Plot a subset of the mean map:

sub = meansst_2dmap.sel(lat=slice(25, 40), lon=slice(-90, -50))

plt.figure(figsize=(8,4))
plt.contourf(sub['lon'], sub['lat'], sub.values, levels=np.arange(284, 304, 1))
plt.colorbar(label="Mean SST (K)")
plt.title("Mean SST off the east coast of the U.S.")
Text(0.5, 1.0, 'Mean SST off the east coast of the U.S.')

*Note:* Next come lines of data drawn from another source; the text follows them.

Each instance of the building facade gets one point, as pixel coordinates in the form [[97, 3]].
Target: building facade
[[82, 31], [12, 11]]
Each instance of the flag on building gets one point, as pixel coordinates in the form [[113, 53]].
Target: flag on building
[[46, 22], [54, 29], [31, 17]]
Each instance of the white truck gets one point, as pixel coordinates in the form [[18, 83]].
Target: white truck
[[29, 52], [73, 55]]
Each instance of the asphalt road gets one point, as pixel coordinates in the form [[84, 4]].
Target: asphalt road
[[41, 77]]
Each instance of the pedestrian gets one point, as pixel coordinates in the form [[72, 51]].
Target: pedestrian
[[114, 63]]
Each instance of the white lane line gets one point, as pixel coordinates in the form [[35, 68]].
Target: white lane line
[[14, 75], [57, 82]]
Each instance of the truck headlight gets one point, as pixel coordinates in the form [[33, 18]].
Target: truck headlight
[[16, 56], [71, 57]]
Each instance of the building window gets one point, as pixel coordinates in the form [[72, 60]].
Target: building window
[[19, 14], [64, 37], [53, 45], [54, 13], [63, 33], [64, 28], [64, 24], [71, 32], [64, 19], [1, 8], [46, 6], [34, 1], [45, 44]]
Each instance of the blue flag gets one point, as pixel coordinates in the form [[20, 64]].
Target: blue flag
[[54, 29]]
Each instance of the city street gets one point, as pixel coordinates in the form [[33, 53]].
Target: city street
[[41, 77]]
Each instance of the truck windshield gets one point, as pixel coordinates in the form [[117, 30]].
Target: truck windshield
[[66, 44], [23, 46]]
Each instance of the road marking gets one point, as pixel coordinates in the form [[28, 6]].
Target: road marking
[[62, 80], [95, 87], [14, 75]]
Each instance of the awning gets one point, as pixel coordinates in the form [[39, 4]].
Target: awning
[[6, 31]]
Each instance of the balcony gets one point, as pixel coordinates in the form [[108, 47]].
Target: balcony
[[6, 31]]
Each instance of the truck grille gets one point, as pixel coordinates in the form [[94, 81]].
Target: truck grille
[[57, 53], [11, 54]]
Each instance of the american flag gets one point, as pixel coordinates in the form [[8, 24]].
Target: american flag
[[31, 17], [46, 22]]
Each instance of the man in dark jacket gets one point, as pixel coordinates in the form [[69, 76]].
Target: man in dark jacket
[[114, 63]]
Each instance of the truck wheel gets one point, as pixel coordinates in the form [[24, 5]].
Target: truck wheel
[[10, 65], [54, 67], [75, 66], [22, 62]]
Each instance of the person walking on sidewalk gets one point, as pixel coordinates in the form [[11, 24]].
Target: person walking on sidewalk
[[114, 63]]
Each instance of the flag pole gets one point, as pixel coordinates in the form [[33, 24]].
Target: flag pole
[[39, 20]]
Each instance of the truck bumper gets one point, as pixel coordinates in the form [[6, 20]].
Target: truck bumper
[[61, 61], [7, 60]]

dask.config.set({"distributed.admin.system-monitor.gil.enabled": False}) # Adjust settings to suppress noisy output when closing cluster
client.close()
sstdata.close()

Other notes

  • This method requires code to be written in a specific way, typically utilizing NumPy and Xarray. That is, one cannot start up a cluster and expect an arbitrarily written block of code to work in parallel on the cluster. For example, in the computation above, we used an Xarray built-in function, which is already set up to work with clusters. In general, for many Earthdata researchers starting with Dask, the following plan of attack is beneficial:
    1. See if the computation you want to perform can be done with an Xarray built-in function, all of which should work with Dask.
    2. If there is no Xarray built-in function, look for a built-in function in another library such as NumPy or SciPy (or a library built on top of these), and read the docs to check whether the function was intended to work with Dask. Generally, NumPy functions should work. SciPy functions are hit or miss in the author’s experience.
    3. If no built-in function can be found, write your own function using Dask Arrays which are an extension of NumPy arrays. Tutorials on working with Dask Arrays can be found elsewhere.
  • Chunking can have a significant effect on performance. Here are additional notes on chunking from the Dask documentation: https://docs.dask.org/en/latest/array-chunks.html
  • It turns out that the majority of time is spent opening/locating/streaming the data within the files - comparatively little time is spent actually computing the mean. We can make our computations even faster if we have more efficient access to the data, e.g. using kerchunk, which is covered elsewhere.